Monday, September 6, 2010

Memoir Monday- For Nicki


I stared at the brown poop sitting on the yellow stain on the white surface of my mom’s feather sheets with no reaction. I didn’t know how to react. How was I supposed to react to my CAT (the one that always goes to the bathroom in her pink sand box) pooping and peeing on my mom’s bed? My mom was going to go crazy… Coming into heat and not having a male cat was driving poor Nicki insane; she sided through the floor all around the house, meowing and purring and then suddenly she started to bite whatever she found, anyways…For the last week Mom had been really cranky with the cat stuff, threaten me, telling me and my sister that she was going to give her up if we didn’t take responsibility. The idea of giving Nicki to another person broke my heart, but I always kept forgetting to take her of her and kept an eye on her, and my sister obviously didn’t either, you know, eight year olds... And now this, I was frozen,, just hoping that my mom didn’t come for a while, but no, I guess it was karma. I heard her shoes tap on the floor as she walked closer and closer, and spontaneously opened the door. Her face was furious, she looked so derogatorily to the poor cat, I quickly took Nicki and went to my room. I didn’t want mom doing anything to Nicki and I didn’t want to clean it either…
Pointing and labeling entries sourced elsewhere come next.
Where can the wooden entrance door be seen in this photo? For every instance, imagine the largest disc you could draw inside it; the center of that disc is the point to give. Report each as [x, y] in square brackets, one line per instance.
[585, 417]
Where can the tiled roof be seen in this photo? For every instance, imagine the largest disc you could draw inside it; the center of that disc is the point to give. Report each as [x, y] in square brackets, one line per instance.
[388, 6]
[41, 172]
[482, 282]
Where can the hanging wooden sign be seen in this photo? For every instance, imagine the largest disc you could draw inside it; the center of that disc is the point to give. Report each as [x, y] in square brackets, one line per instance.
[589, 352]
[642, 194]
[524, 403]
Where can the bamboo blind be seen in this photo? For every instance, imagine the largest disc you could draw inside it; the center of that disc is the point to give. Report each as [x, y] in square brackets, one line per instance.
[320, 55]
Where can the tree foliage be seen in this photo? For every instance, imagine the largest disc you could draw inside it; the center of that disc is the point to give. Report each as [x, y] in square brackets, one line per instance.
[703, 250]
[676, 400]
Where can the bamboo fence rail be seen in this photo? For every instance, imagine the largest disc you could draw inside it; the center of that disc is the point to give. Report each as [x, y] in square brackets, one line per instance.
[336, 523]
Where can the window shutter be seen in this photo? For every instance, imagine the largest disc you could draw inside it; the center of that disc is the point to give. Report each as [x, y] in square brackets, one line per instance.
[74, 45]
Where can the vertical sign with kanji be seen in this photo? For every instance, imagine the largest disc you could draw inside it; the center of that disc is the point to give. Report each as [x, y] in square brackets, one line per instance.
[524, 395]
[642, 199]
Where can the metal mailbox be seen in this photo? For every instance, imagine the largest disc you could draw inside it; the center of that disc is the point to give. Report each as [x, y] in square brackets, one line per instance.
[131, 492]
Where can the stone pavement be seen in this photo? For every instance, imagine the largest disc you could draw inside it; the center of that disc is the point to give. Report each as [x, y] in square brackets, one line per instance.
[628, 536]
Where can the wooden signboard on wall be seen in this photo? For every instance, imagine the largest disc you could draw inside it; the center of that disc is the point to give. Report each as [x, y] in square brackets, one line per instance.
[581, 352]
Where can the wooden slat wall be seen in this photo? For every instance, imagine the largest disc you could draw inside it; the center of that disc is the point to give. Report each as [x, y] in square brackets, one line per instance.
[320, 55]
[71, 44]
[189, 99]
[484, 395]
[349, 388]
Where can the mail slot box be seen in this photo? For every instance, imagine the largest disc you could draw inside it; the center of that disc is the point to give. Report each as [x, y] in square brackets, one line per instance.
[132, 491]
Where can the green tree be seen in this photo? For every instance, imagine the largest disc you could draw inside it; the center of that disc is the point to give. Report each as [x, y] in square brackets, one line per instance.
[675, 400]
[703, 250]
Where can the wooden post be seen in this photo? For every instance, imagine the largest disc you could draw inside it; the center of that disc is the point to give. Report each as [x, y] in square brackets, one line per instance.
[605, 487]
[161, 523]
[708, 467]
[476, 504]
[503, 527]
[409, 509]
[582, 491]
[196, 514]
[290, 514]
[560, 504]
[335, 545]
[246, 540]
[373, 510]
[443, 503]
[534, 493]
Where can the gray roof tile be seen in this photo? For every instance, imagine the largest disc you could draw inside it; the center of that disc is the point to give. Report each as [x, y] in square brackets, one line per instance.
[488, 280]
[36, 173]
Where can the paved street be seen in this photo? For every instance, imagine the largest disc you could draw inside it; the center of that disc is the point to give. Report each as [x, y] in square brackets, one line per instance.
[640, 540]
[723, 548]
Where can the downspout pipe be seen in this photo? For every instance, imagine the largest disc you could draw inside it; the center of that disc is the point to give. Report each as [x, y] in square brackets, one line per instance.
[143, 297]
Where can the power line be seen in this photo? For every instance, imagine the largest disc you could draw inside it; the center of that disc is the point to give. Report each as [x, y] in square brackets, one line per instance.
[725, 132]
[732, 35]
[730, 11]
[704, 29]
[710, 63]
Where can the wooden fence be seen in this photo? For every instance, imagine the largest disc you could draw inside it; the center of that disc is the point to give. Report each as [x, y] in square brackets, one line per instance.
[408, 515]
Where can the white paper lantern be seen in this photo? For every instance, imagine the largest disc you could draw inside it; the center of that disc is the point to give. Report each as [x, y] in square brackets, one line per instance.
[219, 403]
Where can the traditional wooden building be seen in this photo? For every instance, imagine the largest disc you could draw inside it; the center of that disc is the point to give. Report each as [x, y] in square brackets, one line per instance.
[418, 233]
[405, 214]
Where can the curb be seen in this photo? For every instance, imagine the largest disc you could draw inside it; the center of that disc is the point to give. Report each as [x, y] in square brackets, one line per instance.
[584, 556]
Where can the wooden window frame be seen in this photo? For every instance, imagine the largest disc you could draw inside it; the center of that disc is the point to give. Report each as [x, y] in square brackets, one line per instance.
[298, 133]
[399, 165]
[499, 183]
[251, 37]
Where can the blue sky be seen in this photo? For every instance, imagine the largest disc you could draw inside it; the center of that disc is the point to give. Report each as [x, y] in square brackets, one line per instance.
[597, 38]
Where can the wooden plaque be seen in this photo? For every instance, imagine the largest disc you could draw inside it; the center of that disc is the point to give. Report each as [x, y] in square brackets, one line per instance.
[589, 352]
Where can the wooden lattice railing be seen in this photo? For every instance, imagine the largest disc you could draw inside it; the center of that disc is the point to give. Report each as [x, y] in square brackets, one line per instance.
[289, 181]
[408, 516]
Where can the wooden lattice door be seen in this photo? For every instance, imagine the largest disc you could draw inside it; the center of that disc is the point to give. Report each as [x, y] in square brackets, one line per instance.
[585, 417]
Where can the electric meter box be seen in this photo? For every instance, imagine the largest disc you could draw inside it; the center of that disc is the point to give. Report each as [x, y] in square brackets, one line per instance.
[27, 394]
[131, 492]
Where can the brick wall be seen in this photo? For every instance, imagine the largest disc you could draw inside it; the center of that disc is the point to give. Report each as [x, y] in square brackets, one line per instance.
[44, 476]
I remember coming the next day from school, asking Gladys about Nicki and she telling me that my mom had taken her to the vet to take her ovaries out. I felt expressionless. It couldn’t be! I wanted to her to have babies…. From that moment I realized that my mom was taking it seriously, and she had gone to the first step and I knew that if I didn’t take responsibility I might lose Nicki, and that was the last thing I wanted. It’s funny because a little bit more than a year ago, I thought about cats being disgusting cleaning them selves up with their tongues, and having dangerous diseases that they could transmit but as I saw Nicki grow after my mom gave it to my sister and me as a surprise, I kind of grew an emotional feeling for her, you know, I saw her grow from a little kitty that was the size of my palm to what is she is now. So I told myself that I had to be more responsible with her.


10 comments:

  1. I loved your Memoir.
    It is sad and something similar happened to me, but with my dog, who I adore anyways you did a great job!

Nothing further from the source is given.